Unvermittelt stand Miriam auf, ging in den Eingangsbereich, brachte ihre schlichte Umhängetasche mit und kramte zwei CD-ROM heraus. Sie bat Janto, sein Notebook zu starten, weil sie die Beweismaterialien mitgebracht hatte. Janto widersetzte sich nicht, obwohl er der Ansicht war, dass es sich nur um Indizien handeln könne, die ihm ein weiteres Kind brachten.
„Mutter hat von Ulf und Meeno Vaterschaftstest machen lassen; sie waren negativ. Sie sagte mir, dass du der einzige Mann gewesen bist, der in Frage kam. Nun zeige ich Bilder von euch und führe ein virtuelles Genetik-Experiment durch, und beweise, dass ich nur aus Mama und dir entstanden bin, auch wenn du offensichtlich keinen richtigen Spaß dabei hattest.“
„So kann nur eine Sannyasin über ihren Vater reden,“ dachte sich Janto, während er gespannt auf den Monitor seines Apple-Notebooks achtete. „Doch es ist gut, dass sie überhaupt redet und nicht die Bude auseinandernimmt oder einen Revolver aus ihrer Tasche zieht.“ Es dauerte nicht lange, da war das experimentelle Genetikprogramm installiert und Miriam hatte in Photoshop alle Bilder – die von Heike, die von Janto, aber auch die von Ulf und Meeno organisiert. Zunächst zeigte sie ein paar Bilder von den Vorbereitungen für das Camp.
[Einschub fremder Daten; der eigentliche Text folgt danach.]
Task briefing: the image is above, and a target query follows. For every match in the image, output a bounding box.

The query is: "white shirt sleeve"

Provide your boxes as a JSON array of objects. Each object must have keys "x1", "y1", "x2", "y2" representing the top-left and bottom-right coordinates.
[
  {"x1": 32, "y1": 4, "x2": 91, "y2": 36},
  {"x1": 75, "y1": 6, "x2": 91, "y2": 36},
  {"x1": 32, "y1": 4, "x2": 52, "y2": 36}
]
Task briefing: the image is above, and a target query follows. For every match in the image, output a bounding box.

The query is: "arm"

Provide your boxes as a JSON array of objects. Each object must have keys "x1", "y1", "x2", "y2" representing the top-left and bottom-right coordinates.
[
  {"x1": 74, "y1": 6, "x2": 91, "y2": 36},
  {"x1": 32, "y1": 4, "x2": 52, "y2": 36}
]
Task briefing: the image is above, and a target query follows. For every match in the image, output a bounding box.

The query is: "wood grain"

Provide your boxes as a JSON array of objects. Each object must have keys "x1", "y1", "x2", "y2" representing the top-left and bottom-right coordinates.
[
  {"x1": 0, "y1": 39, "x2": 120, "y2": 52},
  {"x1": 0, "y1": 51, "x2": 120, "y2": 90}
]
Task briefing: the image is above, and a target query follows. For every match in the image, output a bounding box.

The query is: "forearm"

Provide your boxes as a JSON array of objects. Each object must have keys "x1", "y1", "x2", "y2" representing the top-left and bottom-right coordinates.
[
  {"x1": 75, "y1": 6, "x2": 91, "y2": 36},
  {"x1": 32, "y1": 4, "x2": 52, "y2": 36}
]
„Das war Ostern 1971. Schon damals zeigte sich, dass ihr drei eine verschworene Gemeinschaft ward, Heike gehörte am Anfang nicht mit dazu. Ihr habt
Reinhard Mey mit einem alten Dualplattenspieler gehört,
Hava Nagila in der Turnhalle getanzt, Ulf liebte das Banjo-Spielen und die Theatralik, abends wurde bei
A Whiter Shade Of Pale geschmust-getanzt, und da sind sich Ulf und Heike zum ersten Mal näher gekommen, auch wenn er fast zwei Köpfe größer war als Mutter. Schließlich noch ein paar Bilder von einem Osterspaziergang, auf dem Heike noch nicht eure Eier gesucht hat.“
Janto lachte; und sein Lachen hatte etwas Befreiendes. Miriam, die sehr ernst referierte, hielt inne und dann lachte sie mit, weil sie sich ermuntert fühlte, ebenfalls zu lachen. „Ich weiß jetzt, was wir zusammen machen sollten, um uns kennenzulernen,“ sagte sie, wischte sich die Tränen aus den Augen und schaute Janto prüfend an, „wir machen die Mystik Rose zusammen. Drei Wochen lang. Eine Woche jeden Tag eine Stunde Lachen, dann eine Woche Weinen und schließlich eine Woche Stille. Genau, das machen wir.“
„In der Gruppe?“ fragte Janto.
„Nein, hier bei dir, nur wir beide. Schließlich will ich dich ganz allein als meinen Vater haben.“
Janto nickte und malte sich aus, was in den nächsten drei Wochen passieren würde. Irgendwie, mit gutem Willen seinerseits und mit Goodwill von Miriam würde sich alles in sein Leben integrieren lassen, ohne dass es zu viel Trouble geben würde. Seine jüngsten Kinder, acht und neun Jahre jung, würden sich wundern, dass sie plötzlich eine Schwester bekämen, die kein Schwesterchen sein würde, sondern eine erwachsene Frau, die ihre Mutter sein könnte. Fände er die richtigen Worte, gebe es keine Probleme, abgesehen von kleinen emotionalen Aufregungen und Verwirrspielchen.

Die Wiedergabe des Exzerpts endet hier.